I get asked this question all the time.

“Should I use outboard EQ or compression while recording?”

My answer?

It depends.

If you’ve watched my Understanding EQ videos then you should have a solid grasp on how to use EQ plugin to make the most out of your tracks.

And if you’re confident with an EQ plugin, you should be just as confident with an outboard EQ (like the 3-band EQ on my Presonus Eureka channel strip).

A few things to keep in mind with outboard EQ:

1. It’s permanent.

You can’t go back and “un-EQ” a poorly EQ’d track once it’s recorded.

2. Keep it subtle.

At least at first. Rather than doing huge EQ cuts and boosts. Start small. You can always add more EQ to the track later, inside the comfort and safety of your DAW.

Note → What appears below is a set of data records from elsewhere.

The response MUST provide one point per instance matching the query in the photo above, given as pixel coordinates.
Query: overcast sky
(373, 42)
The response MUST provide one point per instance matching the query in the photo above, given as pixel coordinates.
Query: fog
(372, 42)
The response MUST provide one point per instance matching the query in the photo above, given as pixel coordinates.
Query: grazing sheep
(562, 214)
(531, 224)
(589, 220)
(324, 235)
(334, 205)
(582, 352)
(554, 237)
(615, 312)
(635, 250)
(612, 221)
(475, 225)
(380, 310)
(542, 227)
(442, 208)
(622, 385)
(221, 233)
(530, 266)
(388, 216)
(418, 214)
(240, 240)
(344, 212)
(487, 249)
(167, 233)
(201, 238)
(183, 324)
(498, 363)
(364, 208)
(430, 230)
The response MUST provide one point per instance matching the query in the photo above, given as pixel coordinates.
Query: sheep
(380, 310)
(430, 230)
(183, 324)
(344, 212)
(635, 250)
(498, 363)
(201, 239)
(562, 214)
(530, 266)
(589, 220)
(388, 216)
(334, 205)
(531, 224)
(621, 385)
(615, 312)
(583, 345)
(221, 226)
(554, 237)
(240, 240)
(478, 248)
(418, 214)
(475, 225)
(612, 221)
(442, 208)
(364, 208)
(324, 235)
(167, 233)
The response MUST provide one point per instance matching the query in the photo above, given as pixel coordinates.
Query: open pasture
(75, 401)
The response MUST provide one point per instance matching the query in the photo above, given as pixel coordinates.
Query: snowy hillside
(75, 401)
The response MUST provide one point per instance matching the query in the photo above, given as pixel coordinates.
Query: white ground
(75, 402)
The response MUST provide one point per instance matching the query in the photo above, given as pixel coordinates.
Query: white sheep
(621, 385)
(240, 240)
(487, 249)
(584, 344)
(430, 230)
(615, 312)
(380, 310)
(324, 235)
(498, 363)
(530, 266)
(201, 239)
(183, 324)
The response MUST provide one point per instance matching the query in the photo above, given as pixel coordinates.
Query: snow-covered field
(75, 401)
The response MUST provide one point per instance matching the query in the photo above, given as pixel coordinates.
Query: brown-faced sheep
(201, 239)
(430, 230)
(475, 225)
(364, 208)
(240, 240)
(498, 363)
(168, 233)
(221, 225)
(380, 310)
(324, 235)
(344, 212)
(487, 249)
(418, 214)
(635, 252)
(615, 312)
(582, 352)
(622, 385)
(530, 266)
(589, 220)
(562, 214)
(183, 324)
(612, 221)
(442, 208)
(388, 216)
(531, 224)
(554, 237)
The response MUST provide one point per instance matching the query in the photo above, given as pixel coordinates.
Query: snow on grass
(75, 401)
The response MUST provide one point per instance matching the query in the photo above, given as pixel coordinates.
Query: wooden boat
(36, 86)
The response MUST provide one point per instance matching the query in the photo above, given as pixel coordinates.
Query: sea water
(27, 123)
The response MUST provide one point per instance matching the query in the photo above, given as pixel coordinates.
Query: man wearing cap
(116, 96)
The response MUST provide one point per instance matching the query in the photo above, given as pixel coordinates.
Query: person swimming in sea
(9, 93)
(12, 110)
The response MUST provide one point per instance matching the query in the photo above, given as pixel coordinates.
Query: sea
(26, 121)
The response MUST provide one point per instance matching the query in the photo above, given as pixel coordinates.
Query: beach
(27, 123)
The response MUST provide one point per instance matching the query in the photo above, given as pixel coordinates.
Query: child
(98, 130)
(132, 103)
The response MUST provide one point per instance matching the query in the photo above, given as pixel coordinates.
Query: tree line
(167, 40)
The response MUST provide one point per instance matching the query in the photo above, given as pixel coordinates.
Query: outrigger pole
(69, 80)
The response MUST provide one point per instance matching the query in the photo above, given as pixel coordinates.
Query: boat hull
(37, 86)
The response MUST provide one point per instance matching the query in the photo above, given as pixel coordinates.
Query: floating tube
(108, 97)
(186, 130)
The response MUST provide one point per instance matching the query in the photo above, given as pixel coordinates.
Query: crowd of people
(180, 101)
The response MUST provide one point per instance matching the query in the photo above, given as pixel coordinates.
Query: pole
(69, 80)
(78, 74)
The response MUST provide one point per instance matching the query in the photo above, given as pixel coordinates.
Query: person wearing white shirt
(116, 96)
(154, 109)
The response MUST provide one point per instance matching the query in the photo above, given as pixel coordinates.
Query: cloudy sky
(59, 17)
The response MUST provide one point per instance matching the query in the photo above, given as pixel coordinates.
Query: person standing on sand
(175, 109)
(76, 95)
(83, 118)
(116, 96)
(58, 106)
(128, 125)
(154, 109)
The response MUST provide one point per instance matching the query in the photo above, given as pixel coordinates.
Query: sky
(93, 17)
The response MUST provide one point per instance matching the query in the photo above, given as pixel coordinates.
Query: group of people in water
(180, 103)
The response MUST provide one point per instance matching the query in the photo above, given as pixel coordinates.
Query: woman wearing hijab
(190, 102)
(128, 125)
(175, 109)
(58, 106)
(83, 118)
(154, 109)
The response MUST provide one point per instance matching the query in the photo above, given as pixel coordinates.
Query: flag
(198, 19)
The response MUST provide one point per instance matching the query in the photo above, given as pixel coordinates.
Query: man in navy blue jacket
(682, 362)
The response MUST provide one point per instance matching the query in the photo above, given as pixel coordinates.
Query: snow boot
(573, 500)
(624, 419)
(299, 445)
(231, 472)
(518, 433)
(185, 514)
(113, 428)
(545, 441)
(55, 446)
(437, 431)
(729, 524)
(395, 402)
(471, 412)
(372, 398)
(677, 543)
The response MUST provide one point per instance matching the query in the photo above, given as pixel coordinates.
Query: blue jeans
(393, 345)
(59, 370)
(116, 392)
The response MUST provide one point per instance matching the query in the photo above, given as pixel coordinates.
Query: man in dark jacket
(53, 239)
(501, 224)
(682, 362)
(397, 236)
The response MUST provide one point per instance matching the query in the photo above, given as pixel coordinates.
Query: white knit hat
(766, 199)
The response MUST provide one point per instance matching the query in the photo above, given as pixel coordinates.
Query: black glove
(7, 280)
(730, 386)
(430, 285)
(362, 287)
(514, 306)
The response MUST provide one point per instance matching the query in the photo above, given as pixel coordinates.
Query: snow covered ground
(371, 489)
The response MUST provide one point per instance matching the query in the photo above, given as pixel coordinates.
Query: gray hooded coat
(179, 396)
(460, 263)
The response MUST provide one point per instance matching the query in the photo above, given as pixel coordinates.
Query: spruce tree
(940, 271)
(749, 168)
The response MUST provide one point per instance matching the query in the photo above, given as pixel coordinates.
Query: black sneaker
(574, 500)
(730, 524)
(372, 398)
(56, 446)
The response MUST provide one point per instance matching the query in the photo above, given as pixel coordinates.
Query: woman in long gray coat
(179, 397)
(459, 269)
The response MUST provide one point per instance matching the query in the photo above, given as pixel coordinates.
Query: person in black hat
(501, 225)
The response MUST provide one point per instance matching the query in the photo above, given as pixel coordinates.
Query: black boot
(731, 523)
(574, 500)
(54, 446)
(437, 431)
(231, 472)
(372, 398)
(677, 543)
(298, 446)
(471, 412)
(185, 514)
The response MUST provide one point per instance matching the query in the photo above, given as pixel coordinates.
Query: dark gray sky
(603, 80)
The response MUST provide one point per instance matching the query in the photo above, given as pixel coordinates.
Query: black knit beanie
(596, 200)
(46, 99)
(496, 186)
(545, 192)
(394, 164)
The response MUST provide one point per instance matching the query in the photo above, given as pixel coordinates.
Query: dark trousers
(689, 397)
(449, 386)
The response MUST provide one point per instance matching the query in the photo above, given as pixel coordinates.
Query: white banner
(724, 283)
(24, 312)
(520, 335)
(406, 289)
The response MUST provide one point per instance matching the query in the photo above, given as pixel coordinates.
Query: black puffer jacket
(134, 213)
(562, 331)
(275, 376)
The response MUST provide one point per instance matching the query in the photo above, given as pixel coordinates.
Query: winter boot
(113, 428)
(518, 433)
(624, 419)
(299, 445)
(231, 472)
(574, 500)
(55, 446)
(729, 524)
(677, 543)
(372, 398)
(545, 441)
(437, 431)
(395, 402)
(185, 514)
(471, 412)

3. Adjust the source FIRST.

If you’re using a microphone and aren’t happy with the tone, move the mic before you move an EQ knob. If you’re recording bass direct, have the bassist change his tone first (if possible) before reaching for the EQ.

4. Have a good WHY.

If you can’t tell me WHY you’re using that EQ, then it’s probably best you don’t use it.

As you can probably tell, as cool as outboard EQ can be, it can be a thorn in your side if you don’t know how to use it right, causing many more problems than it fixes.

However, if you know how to EQ the right way, outboard EQ is just another way to show off your skillz. Dialing in the right frequencies will become second nature to you.